5. Joel Embiid (Last Week: Not Ranked) - Embiid was voted an all-star starter, and immediately, he rescinded his request to date Rihanna that he made back at the lottery a few years back when she said he had to be one to date her. Power move.
6. Queso (Last Week: Not Ranked) OFFICIAL HOLZERMAN HUNGERS SPONSORED ENTRY - Whoever decided it was prudent to melt cheese and make a dip out of it should be canonized. Props to the Mexicans or the Mexican-Americans who have seemingly perfected it and served it with the best accompaniment, the tortilla chip.
7. Rob McElhenny (Last Week: Not Ranked) - McElhenny is the one guy from It's Always Sunny in Philadelphia who's actually from the area, so of course he's getting geeked for the Eagles. Sunny is on hiatus right now, which sucks because the last two or three seasons have been among the show's best.
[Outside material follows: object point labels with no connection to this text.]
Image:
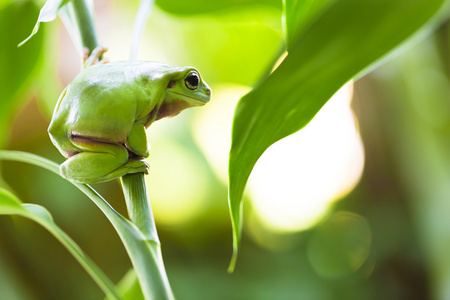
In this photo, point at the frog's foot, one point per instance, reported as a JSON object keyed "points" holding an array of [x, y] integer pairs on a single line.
{"points": [[132, 166], [93, 58]]}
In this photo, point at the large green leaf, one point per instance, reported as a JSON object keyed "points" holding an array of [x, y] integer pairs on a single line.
{"points": [[298, 14], [142, 247], [183, 7], [339, 43], [11, 205]]}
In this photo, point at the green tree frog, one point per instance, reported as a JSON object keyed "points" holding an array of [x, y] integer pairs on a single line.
{"points": [[100, 119]]}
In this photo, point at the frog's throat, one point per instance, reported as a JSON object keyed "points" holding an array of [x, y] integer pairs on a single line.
{"points": [[167, 110]]}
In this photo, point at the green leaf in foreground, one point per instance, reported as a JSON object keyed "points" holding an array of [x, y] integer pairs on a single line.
{"points": [[48, 13], [18, 66], [342, 42], [11, 205], [143, 250]]}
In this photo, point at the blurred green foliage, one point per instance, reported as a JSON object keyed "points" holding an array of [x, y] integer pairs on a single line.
{"points": [[401, 203]]}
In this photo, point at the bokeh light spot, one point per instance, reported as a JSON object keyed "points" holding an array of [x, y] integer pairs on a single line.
{"points": [[340, 245]]}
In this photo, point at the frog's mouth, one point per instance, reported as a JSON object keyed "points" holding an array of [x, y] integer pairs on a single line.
{"points": [[201, 100]]}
Selfishly, the Eagles going to the Super Bowl is great because maybe, maybe it'll get them all off their asses and do another season just for the Super Bowl episode that will ensue.
8. Chuck Taylor (Last Week: 6) - CHUCKIE T IS ANTIFA.
9. Nick Foles (Last Week: Not Ranked) - Look, I've maligned Foles as much as anyone, and I don't think these last two games, or more like one-and-a-half games, are indication of his true talent. He's not as bad as his worst, but he's not as good as what he is now. But fuck it, if it gets the Eagles a Super Bowl, I will take back everything I've ever said about him bad and lead his bandwagon during the parade. He straight up balled out in the NFC Championship game, and he wasn't just getting lucky throws either. I mean, did you see him sense pressure and take a step up in the pocket on the first Alshon Jeffrey touchdown pass? That was Carson Wentz shit right there. Keep that magic going.
10. Oney Lorcan (Last Week: 10) - It's too bad that if he is a football fan, he'd go for the Patriots I'd guess, because the Eagles are gonna give them all the porkin'.